Prometheus + Grafana on Kubernetes部署

Posted 张志翔 ̮

tags:

篇首语:本文由小常识网(cha138.com)小编为大家整理,主要介绍了Prometheus + Grafana on Kubernetes部署相关的知识,希望对你有一定的参考价值。

一键部署链接 点我跳转
使用k8s方式部署Prometheus + grafana 监控pod 和 node 节点信息

环境基础:
k8s集群
创建命名空间方便管理

kubectl create namespace monitoring

3个组件

1.数据源pod(任选其一,推荐kube-state-metrics方式 更详细)

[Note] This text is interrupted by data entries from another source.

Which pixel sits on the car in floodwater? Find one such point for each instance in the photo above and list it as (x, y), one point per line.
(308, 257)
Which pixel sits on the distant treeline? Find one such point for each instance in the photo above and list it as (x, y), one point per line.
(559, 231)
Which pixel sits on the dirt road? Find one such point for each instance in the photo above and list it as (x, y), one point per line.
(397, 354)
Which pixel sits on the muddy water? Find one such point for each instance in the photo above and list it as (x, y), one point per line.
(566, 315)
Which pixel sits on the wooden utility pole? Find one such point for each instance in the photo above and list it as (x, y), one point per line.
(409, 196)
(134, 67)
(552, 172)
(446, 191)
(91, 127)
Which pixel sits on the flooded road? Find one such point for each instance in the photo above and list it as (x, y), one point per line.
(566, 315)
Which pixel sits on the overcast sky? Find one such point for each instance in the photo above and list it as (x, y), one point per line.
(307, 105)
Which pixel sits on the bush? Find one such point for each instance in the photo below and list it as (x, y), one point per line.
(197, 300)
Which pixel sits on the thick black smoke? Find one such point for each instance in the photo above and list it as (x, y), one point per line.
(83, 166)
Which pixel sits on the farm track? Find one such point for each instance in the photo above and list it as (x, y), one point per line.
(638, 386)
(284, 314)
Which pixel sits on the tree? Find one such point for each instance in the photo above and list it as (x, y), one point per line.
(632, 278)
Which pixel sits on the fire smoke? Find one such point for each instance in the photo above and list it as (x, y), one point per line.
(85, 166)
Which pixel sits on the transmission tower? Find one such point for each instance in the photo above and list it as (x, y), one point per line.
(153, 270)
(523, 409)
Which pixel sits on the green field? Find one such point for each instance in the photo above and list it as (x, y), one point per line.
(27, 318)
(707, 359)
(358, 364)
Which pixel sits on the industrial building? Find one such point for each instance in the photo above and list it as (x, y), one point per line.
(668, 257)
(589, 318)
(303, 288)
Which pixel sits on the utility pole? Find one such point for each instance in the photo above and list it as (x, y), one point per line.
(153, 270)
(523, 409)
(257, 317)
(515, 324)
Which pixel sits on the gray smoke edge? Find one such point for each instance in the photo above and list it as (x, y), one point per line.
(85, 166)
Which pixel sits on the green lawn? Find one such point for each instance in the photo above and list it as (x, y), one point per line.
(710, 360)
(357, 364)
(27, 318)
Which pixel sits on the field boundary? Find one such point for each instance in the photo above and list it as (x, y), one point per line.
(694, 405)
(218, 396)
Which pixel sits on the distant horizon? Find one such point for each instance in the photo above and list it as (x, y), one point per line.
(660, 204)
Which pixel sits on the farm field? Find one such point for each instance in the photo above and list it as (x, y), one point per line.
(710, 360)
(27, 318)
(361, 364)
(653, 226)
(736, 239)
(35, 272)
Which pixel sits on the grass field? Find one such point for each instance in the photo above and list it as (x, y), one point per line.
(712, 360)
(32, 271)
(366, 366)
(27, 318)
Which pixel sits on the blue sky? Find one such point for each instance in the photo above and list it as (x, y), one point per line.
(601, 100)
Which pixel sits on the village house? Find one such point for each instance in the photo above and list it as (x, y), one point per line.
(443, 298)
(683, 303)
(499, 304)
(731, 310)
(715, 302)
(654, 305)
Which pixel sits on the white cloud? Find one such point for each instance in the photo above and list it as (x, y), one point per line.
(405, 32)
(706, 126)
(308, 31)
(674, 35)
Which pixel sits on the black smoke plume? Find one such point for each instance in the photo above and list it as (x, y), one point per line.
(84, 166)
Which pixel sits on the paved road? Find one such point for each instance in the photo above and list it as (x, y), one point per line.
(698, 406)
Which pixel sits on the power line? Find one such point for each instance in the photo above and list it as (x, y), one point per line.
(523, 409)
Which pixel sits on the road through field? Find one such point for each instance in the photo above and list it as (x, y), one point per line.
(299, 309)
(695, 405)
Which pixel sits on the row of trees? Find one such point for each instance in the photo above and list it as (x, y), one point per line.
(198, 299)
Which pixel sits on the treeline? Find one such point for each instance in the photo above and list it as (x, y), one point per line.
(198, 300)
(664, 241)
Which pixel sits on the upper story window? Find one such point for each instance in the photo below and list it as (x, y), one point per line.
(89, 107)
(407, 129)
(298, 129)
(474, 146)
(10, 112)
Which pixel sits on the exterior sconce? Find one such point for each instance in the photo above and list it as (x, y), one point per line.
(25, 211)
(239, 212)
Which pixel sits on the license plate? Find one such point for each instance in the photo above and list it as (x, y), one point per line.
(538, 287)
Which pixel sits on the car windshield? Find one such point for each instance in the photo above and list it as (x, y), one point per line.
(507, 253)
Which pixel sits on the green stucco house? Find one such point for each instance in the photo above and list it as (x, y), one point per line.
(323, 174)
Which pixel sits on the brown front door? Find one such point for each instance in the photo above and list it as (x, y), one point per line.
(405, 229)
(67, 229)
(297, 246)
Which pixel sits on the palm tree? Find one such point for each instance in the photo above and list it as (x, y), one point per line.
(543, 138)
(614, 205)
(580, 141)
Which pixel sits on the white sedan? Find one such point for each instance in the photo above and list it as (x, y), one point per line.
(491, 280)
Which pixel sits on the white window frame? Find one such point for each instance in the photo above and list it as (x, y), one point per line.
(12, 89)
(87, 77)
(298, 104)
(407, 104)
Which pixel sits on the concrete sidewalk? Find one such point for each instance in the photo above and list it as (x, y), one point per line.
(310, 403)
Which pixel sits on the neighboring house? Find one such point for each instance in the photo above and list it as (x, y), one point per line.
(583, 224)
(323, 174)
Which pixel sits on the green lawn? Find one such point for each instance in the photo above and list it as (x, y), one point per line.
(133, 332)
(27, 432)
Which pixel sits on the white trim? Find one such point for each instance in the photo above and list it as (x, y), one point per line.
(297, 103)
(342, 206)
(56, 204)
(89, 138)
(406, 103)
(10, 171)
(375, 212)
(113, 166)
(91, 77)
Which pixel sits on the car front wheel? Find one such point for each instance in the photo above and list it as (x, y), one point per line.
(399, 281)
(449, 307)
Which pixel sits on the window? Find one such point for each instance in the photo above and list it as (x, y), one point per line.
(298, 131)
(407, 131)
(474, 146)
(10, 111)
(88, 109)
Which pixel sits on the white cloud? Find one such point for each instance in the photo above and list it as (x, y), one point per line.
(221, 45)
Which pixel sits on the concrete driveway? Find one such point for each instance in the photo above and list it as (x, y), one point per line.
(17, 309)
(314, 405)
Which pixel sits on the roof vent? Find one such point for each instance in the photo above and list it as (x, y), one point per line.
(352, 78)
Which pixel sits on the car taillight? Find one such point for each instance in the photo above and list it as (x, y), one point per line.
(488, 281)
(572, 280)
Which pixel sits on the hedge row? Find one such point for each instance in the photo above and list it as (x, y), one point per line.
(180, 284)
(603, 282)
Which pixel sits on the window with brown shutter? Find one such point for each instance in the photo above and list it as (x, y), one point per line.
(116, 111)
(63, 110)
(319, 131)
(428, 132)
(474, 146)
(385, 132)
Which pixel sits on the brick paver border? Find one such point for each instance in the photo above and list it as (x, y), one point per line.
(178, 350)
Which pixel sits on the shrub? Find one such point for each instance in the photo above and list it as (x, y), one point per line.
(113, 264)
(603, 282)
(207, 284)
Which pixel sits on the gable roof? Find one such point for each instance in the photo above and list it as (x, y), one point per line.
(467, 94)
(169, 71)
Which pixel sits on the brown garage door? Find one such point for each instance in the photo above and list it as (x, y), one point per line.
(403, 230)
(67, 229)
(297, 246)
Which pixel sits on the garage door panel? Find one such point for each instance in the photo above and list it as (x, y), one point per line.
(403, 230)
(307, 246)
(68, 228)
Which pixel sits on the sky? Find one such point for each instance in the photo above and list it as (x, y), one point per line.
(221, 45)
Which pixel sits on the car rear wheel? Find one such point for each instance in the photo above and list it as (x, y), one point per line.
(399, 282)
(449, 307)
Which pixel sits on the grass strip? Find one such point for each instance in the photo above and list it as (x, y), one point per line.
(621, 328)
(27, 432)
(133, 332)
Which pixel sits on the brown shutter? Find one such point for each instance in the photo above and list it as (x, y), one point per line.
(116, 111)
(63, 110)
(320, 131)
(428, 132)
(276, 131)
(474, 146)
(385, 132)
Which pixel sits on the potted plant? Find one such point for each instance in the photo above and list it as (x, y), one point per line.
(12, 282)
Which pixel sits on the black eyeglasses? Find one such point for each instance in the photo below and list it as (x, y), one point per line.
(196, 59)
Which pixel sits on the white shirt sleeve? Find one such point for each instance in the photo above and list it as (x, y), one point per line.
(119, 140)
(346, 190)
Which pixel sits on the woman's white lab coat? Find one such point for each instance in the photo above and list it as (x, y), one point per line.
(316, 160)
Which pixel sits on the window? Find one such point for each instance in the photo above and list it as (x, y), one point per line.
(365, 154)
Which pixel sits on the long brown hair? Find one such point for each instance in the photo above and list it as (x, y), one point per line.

node节点基础数据,cpu,io,内存,磁盘,网络等
偏向使用DaemonSet部署的node-exporter

- node-exporter.yaml
一键部署默认是这种pod

apiVersion: apps/v1
kind: DaemonSet
metadata:
  name: node-exporter
  namespace: monitoring
  labels:
    k8s-app: node-exporter
spec:
  selector:
    matchLabels:
      k8s-app: node-exporter
  template:
    metadata:
      labels:
        k8s-app: node-exporter
    spec:
      containers:
      - image: prom/node-exporter:v1.0.1
        name: node-exporter
        ports:
        - containerPort: 9100
          protocol: TCP
          name: http
---
apiVersion: v1
kind: Service
metadata:
  labels:
    k8s-app: node-exporter
  name: node-exporter
  namespace: monitoring
spec:
  ports:
 - name: http
    port: 9100
    nodePort: 31672
    protocol: TCP
  type: NodePort
  selector:
    k8s-app: node-exporter

        更为详细的k8s内部信息,pod,svc,namespace,等集群信息
推荐deployment部署kube-state-metrics方式
项目地址 点我跳转

        本次实验使用这种模式

        - kube-state-metrics.yaml

        包含ClusterRoleBinding-ClusterRole-sa-svc-dep 一系列资源创建作用是收集集群数据,所以不用在同一个namespace。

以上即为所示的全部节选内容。